Bei den Christdemokraten in seinem Bundesland ist er bestens vernetzt. Seit 1997 gehört er dem CDU-Landesvorstand an. Außerdem ist er Vorsitzender der CDU-NRW-Europagruppe und gilt als Vertrauter von Ministerpräsident Hendrik Wüst und Parteichef Friedrich Merz, der im Hochsauerlandkreis mehrfach das Direktmandat für den Deutschen Bundestag gewann, zuletzt im September 2021. 

Klimaschutz: Wirtschaftlichkeit und soziale Aspekte nicht aus dem Blick verlieren 

Den Reformeifer von Kommissionspräsidentin und Parteikollegin Ursula von der Leyen teilt der Südwestfale hingegen nicht immer. Zwar habe er sich sehr dafür eingesetzt, dass der Umweltaspekt, insbesondere der Klimaschutz, in den letzten Jahren stark in den Fokus gerückt sei, so Liese im Gespräch mit Table.Briefings. “Wir dürfen aber auch das Thema Wirtschaftlichkeit und soziale Aspekte nicht aus dem Blick verlieren, um insgesamt die Akzeptanz für unsere Klimaschutzpolitik zu erhalten und zu verbessern.” 

Dass die EU ambitionierte Klimaziele beschlossen hat und mit dem Emissionshandel, dem Grenzausgleichsmechanismus und dem Klimasozialfonds “den richtigen Rahmen” gesetzt hat, findet Liese durchaus sinnvoll. “Viele Detailregeln machen den Green Deal allerdings unnötig teuer und nehmen den Menschen sowie den Unternehmen unnötigerweise die Freiheit”, so Liese.  

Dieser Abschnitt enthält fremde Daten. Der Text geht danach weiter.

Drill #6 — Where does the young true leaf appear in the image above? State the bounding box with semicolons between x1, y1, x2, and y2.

Verbrenner-Aus und Lieferkettengesetze überarbeiten 

Ein Beispiel dafür ist das Aus für den Verbrennungsmotor, das Liese vehement ablehnt und nach der Europawahl rückgängig machen will. Dabei möchte er aber nicht missverstanden werden: “Auf gar keinen Fall dürfen wir das Ziel infrage stellen, dass ab 2035 nur noch klimaneutrale Autos auf den Markt kommen.” Die Politik sollte aber nicht entscheiden, wie dieses Ziel erreicht wird, sondern dies den Ingenieuren, den Unternehmen und jedem Einzelnen überlassen. 

Auch das deutsche und das kürzlich verabschiedete europäische Lieferkettengesetz sieht er kritisch. Sie seien zwar gut gemeint – “ich unterstütze die Ziele”. In der Praxis führten beide aber zu untragbaren Belastungen gerade für mittelständische Unternehmen. “Deswegen wäre ich dafür, dass wir beide überarbeiten und uns vor allen Dingen auf Lieferungen beziehen, in denen große Mengen aus Staaten eingeführt werden, in denen es tatsächlich riesige Probleme etwa mit Abholzung oder Kinderarbeit gibt.” 

Ausstieg aus dem Atomausstieg 

Dass Deutschland trotz des russischen Überfalls auf die Ukraine am Atomausstieg festhält, hält er für falsch. “Der Ausstieg trotz Zeitenwende war ein schwerer Fehler.” Zwar sei der Bau neuer Kernkraftwerke mit traditioneller Technologie teuer und brauche extrem lange, aber “wir sollten offen sein für neue Entwicklungen jenseits der herkömmlichen Kernkraftwerke”, so der CDU-Umweltpolitiker. 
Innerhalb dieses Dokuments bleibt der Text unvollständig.